ABSTRACT

As you approach an Air Force base, the first thing you notice is the guards at the gates. Crisp uniforms, highly shined boots, armed with sidearm or M-16 rifle, the guard is polite but clearly in charge. Millions of dollars in equipment, highly sensitive information, and some of the most sophisticated weaponry are protected behind those gates. But beyond the gates also exists a society called by Wertsch (1991) “America’s most invisible minority,” which is a “separate and distinctly different subculture from civilian America” and “exercises such a powerful influence on its children that for the rest of our lives we continue to bear its stamp” (pp. xii-xiii).
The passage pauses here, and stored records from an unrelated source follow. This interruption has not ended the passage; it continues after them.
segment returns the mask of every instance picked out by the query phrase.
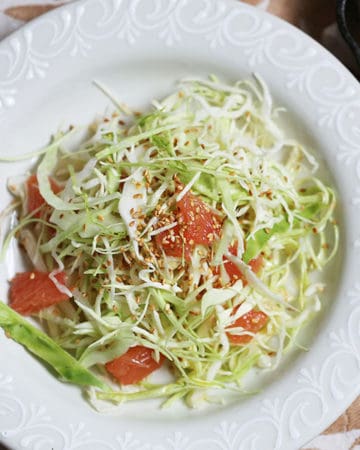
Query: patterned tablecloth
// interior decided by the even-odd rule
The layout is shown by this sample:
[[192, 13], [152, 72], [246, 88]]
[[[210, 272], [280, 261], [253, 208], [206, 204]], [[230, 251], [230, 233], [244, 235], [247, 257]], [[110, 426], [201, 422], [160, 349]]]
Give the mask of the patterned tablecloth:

I was born into this invisible society and grew up in a setting where combat uniforms (called BDUs), marching soldiers, and readiness for war were as common and normal as cornfields to a farming family in Iowa. I spent most of my adult life (eighteen years) serving in the Air Force, raised a family within its bosom, and retired into the netherland of obsolescence. This chapter is my effort to paint the portrait of my society. It is part of a triad of pictures of life in the military (see Chapter 13 for life in the Army and Chapter 14 for life in the Navy). My goal is to help the reader naive to the military to bridge the chasm and better understand what my life was like (also refer to Chapter 18, which describes the military as an ethnicity).